El pintor, que nos acompañaba con las manos en la espalda, se sonrió. Luego miró a Enrique, como si pidiera permiso sin necesidad de hacerlo.
—Je serais honoré de vous peindre, madame —dijo con ese acento arrastrado del sur—. Sería un honor tener el privilegio.
Enrique no respondió. Pero lo vi. La rigidez sutil en su mandíbula. El cambio en su mirada. Sabía que en su cabeza, ya me estaba desnudando sobre un lienzo imaginario.
Yo también.
—¿Quién es? —pregunté, sin quitar la vista de la mujer del cuadro.
—Mi mujer —respondió el pintor, tras un breve silencio—. Bueno… lo fue. Ahora está en otro sitio y tiene un nuevo marido. Es el último cuadro que pinté de ella antes de… antes de que me dejara por un estúpido dentista.
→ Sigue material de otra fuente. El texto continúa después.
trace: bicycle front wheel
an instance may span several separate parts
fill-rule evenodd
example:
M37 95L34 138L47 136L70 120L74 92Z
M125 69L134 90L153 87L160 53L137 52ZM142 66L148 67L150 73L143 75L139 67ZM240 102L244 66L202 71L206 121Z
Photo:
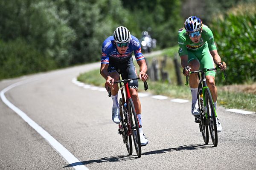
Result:
M121 119L121 125L122 128L122 138L124 143L125 144L126 149L129 155L132 154L132 143L131 136L128 136L128 125L127 124L127 109L122 103L122 99L120 98L119 101L119 108L120 112L120 117Z
M217 131L217 125L216 124L216 117L215 117L215 111L214 105L212 101L211 93L209 88L205 91L205 100L206 107L207 108L207 114L208 115L208 121L209 123L209 130L212 141L214 146L218 145L218 133Z
M128 101L128 111L131 117L131 124L132 130L132 137L134 140L134 147L138 157L141 156L141 145L140 144L140 129L138 118L133 101L131 99L129 99Z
Lo dijo sin drama. Sin nostalgia.
—¿Y ella sabía lo que provocaba en tus cuadros? —pregunté.
Él sonrió otra vez, con un brillo ambiguo en los ojos.
—Por eso posaba.
Terminé comprando el cuadro.
No por su técnica —aunque era impecable—, sino por lo que contenía en silencio. Por la manera en que esa mujer, la del lienzo, me recordaba a mí misma: desnuda, pero no rendida. Expuesta, pero no disponible.
Pagué un precio seguramente más alto del que valía en términos artísticos. Pero eso ya no importaba. Lo que compré no fue solo una pintura. Fue una emoción compartida, un reflejo privado, algo que nadie más entendería del todo.
Enrique me observó mientras hacía la transferencia. No dijo nada.
Tampoco se opuso.
Pero su silencio tenía textura. Y la sentí.
—¿Cómo se llama tu exmujer? —pregunté, mientras él envolvía el lienzo con cuidado en papel de estraza. El sonido del papel al crujir llenaba el silencio que se hizo antes de su respuesta.
—Colette —dijo al fin, como si el nombre le costara salir de la garganta.
Luego hizo una pausa. Bajó un poco la cabeza, sin dejar de trabajar con las manos.
—Colette Girard.
No añadí nada. No era necesario. Pero su forma de decirlo —con ese respeto, con esa herida contenida— hizo que entendiera algo sin que él lo explicara: ese cuadro no era solo arte. Era duelo. Era deseo pintado en presente por alguien que aún no había soltado el pasado. Creo que le hice un gran favor, quitándole ese último recuerdo de ella.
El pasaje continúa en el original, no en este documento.